Antes del filme Siete psicópatas (2012), antes incluso de su primer largometraje Escondidos en Brujas (2008), realizado con antelación a aquél aunque escrito por idénticas fechas, Martin McDonagh había demostrado su coherencia autoral más allá de las tablas teatrales en Six Shooter, Oscar 2006 al mejor corto. Allí narraba la historia de un hombre (Brendan Gleeson) que regresa a casa en tren pocas horas después de la muerte de su mujer, compartiendo vagón con un muchacho bocazas (Rúaidhrí Conroy) que resulta ser un psicópata armado. McDonagh, reputado cultivador del In-yer-face theatre (Teatro En-tu-cara) —variante extrema del Teatro de la Crueldad, cruda, descarada, provocativa, impactante y de confrontación—, supo formular cinematográficamente su dramaturgia sin menoscabo.
Metido a cineasta, el escritor británico ha logrado trasvasar de modo consecuente su visceral poética dramática al código fílmico. Identificamos en la pantalla ese estilo característico suyo, combinación irónica de un lenguaje irlandés exagerado y grueso con cierto simbolismo primario teñido de humor negro, que muchos consideran una singular fusión de las obras de John Millington Synge —el decimonónico autor cofundacional del Teatro de la Abadía— con los más modernos trabajos de Harold Pinter, Quentin Tarantino, David Mamet o las teleseries cómicas del Reino Unido.

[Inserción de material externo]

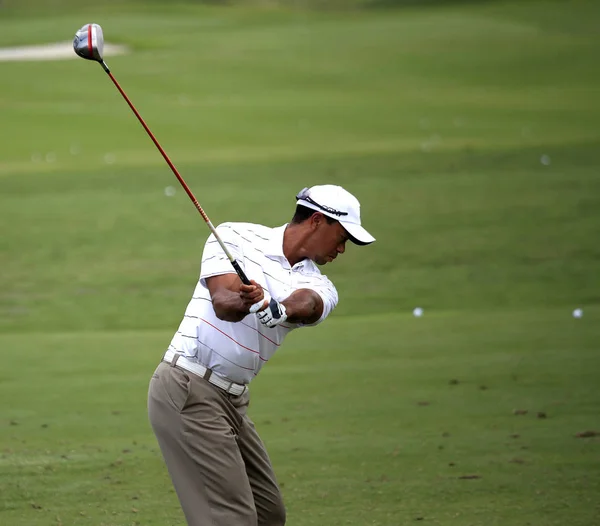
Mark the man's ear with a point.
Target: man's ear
(316, 219)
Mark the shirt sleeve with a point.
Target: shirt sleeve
(214, 260)
(326, 289)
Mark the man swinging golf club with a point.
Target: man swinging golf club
(198, 396)
(256, 285)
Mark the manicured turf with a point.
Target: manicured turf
(469, 132)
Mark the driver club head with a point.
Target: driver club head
(89, 42)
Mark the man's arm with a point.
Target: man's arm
(229, 302)
(232, 300)
(303, 306)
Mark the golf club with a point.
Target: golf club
(89, 44)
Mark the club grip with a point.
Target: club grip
(240, 272)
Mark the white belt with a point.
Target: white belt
(178, 360)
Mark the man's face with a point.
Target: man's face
(329, 241)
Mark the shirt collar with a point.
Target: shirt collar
(274, 247)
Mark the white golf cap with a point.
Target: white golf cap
(333, 201)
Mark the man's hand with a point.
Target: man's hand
(274, 314)
(253, 296)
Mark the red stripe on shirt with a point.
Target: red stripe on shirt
(234, 341)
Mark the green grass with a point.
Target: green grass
(438, 118)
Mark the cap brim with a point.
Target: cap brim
(358, 235)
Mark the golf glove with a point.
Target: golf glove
(273, 315)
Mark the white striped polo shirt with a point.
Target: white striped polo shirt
(238, 351)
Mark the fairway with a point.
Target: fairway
(469, 132)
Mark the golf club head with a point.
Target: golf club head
(89, 42)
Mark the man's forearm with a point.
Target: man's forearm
(303, 306)
(228, 306)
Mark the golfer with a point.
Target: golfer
(198, 396)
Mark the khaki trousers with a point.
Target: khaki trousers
(217, 462)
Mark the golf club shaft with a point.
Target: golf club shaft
(233, 261)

A su recurrente motivo del perturbado peligroso suma ahora Martin McDonagh el tema de la creación en Siete psicópatas. El título de la película lo es asimismo del guión que Marty (Colin Farrell) intenta escribir en Hollywood. Alcoholizado y presa del paralizante miedo a la página en blanco, acepta la ayuda creativa de su amigo Billy Bickle (Sam Rockwell), secuestrador de perros algo majara. Lo suficiente como para ponerlo en contacto con auténticos asesinos en serie, a efectos de documentación, e involucrarlo sin querer en el robo de la mascota de un peligroso gánster local (Woody Harrelson), rapto del que es flemático cómplice el septuagenario señor Kieslowski (Christopher Walken), cobrador de las recompensas.

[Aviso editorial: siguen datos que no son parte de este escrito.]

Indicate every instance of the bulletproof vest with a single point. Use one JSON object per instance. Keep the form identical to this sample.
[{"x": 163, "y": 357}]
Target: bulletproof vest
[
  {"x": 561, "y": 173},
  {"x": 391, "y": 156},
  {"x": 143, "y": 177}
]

Se propulsa así un hiperbólico relato metacinematográfico traviesamente recargado de intertextualidad (un aspecto detectable ya en los nombres mismos de los protagonistas: Marty por Scorsese, Bickle por el personaje principal de Taxi Driver, Kieslowski por el director polaco), malicioso en su profusión y abigarramiento —pero también demasiado autoconsciente de su exuberancia—, a partir de múltiples juegos de espejos donde ficción y realidad se entreveran hasta confundirse a golpes de azaroso disparate y de disparatado azar. Posmoderna deconstrucción de cuño tarantiniano, que bascula de la parodia a la épica en su flujo intergenérico (série noir, western, narrativa popular oriental, etc.), Siete psicópatas repiensa el cine desde su acervo tradicional para proyectarlo hacia el porvenir. Divertidamente fascinante.